Health Tech: Care.ai clinches $27M

November 21, 2022

Axios Pro Exclusive Content

Erin Brodwin

Happy Monday, Health Tech readers.

1 big thing: Sticking points on the VBC train

Illustration of train car silhouettes connected by red crosses.

Illustration: Gabriella Turrisi/Axios

The “shift to value-based care” was on everyone’s lips at HLTH — but more than a decade after it began, ingrained provider dynamics and unequal market-wielding power continue to slow the fee-for-value train, Erin writes.

Why it matters: The current fee-for-service system is essentially the opposite of the “apple a day” philosophy: It rewards high-cost and high-volume procedures and disincentivizes preventive care.

Yes, and: A looming recession, skyrocketing costs of health care and a tight market are encouraging companies to dip their toes into value-based payments (VBP) models.

Yes, but: Despite renewed exuberance among executives about value-based payments at HLTH, the reality is less sunny.
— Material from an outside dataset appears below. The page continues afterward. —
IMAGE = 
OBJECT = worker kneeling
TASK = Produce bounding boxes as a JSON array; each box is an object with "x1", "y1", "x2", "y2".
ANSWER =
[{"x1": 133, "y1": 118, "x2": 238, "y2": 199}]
By the numbers: Value-based payments made up just 6.7% of primary care revenue in 2021, according to a recent MGMA report.

Zoom in: The headwinds for VBC in the commercial space are formidable, per a January article in the journal Health Affairs.

  • Powerful incumbent providers are wielding disproportionate market leverage when negotiating reimbursement with health plans, the authors write.
  • “[M]any providers have significant ability to negotiate high commercial fee-for-service rates or gain ‘must-have’ status in a given market by offering differentiated services,” the authors write, “for example, as the only hospital offering bone marrow transplants.”
  • Value-based programs “also suffer from the power of incumbency,” they add, in which incumbent providers “wield tremendous power to bundle services, steer patients, and compete on familiarity and reputation.”

Still, value-based payments have gotten traction in Medicare markets and have subsequently attracted significant investor interest.

  • Oak Street Health, a Medicare-focused operator of a network of value-based primary care centers, on Wednesday received a $300 million credit facility from Silicon Valley Bank and Hercules Capital (NYSE: HTGC).

What they’re saying: Executives at HLTH see that traction and, faced with their own skyrocketing health care budgets and the lasting financial impacts of the pandemic, are starting to experiment. For example:

  • Carbon Health CEO Eren Bali, moved by spiraling health care costs among his own employees, is dipping a toe into VBP, he told Erin at HLTH. The company is rolling out its first risk-based contract in January 2023 with Blue Shield of Massachusetts.
  • “The goal for the next five years is doing more,” Bali says.

Meanwhile, executives including Availity CEO Russ Thomas and Biofourmis CMO Maulik Majmudar told Erin they see near-term potential in being able to create higher-touch care models that don’t get bogged down in reimbursement for every individual service.

  • “Value-based care is critical to us,” Majmudar said. “As we’re starting to take on risk we’re seeing traction there.”